LOL It was she who was playing with the kitten


----------



## Isa (Jun 6, 2010)

lol That is very cute


----------



## Itort (Jun 6, 2010)

When my wife and I were showing cats we redid a machine shed into a cattery. When we had building materials delivered the drivers would volunteer to deliver to the cathouse. There were many disappointed drivers in Davenport.


----------



## dmmj (Jun 6, 2010)

Hmmmm, I thought this was a family forum?


----------



## jackrat (Jun 6, 2010)

dmmj said:


> Hmmmm, I thought this was a family forum?

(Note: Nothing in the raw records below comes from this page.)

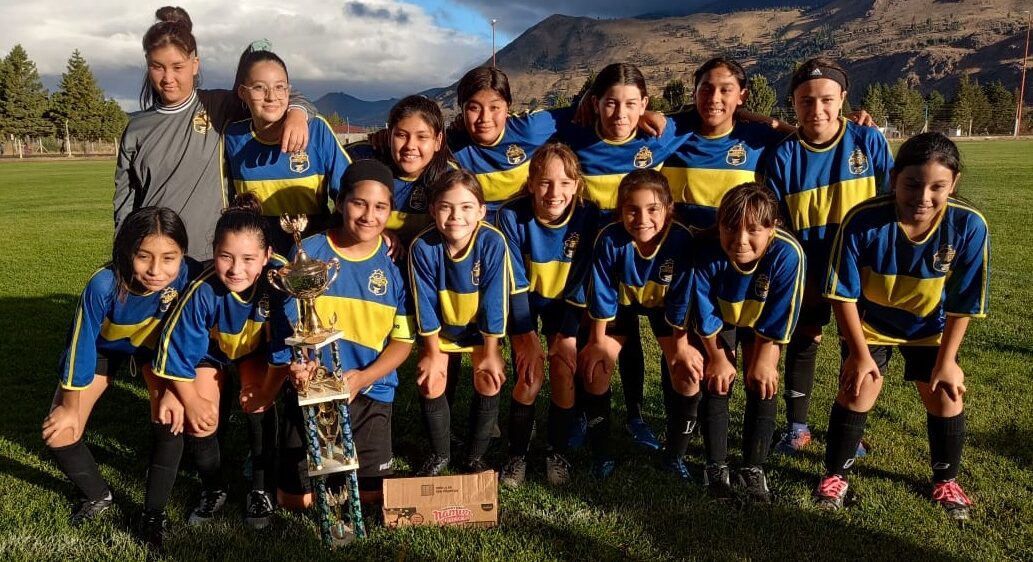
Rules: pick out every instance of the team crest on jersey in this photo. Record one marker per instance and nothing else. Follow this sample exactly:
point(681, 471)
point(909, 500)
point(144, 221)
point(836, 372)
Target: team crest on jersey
point(201, 123)
point(570, 245)
point(943, 258)
point(857, 162)
point(761, 285)
point(667, 271)
point(168, 295)
point(644, 158)
point(378, 283)
point(737, 155)
point(417, 199)
point(300, 162)
point(515, 155)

What could be more wholesome than a kitten in a dollhouse?


----------



## Tom (Jun 6, 2010)

Ava would love it if one of the cats would play with her. They know better though.


----------



## Scooter (Jun 6, 2010)

Very cute!


----------



## Stephanie Logan (Jun 7, 2010)

Tom said:


> Ava would love it if one of the cats would play with her. They know better though.



Small kids and toddlers can be very tough on cats. I'm thinking Ava's what--3 or 4? She will soon be at an age when they'll love to see her coming. Provision her with kitty treats and it will happen sooner rather than later. 

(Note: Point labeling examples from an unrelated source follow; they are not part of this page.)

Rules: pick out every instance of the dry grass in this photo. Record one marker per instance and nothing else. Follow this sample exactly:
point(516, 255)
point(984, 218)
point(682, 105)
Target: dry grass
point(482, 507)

Nice photo! I had to pass by the cutest Siamese mix at Petsmart today--he just tugged at my hearstrings, but we already have four cats. I'd love to keep a couple more...they are so idiosyncratic and fun to interact with!


----------



## terracolson (Jun 7, 2010)

Kratos has a fear of Ximon.

It might be that when ximon sees that cat, he runs after it screaming "argh" so loud i cringe.


----------



## Stephanie Logan (Jun 7, 2010)

dmmj said:


> Hmmmm, I thought this was a family forum?



Consider your hand slapped.

Or your head flicked.


----------



## jackrat (Jun 7, 2010)

Ouch! OK,I'll be good.


----------



## Tom (Jun 7, 2010)

Stephanie Logan said:


> Tom said:
> 
> 
> > Ava would love it if one of the cats would play with her. They know better though.
> ...



Yeah. Our Jack Russel figured that one out as soon as Ava started eating in the high chair. Ava's her best friend now.



terracolson said:


> Kratos has a fear of Ximon.
> 
> It might be that when ximon sees that cat, he runs after it screaming "argh" so loud i cringe.



Are you sure we're not related? Ava can't seem to stop that either.


----------



## GBtortoises (Jun 7, 2010)

Totally not what I thinking when I read the title "CATHOUSE"!

Crap, let down again.


----------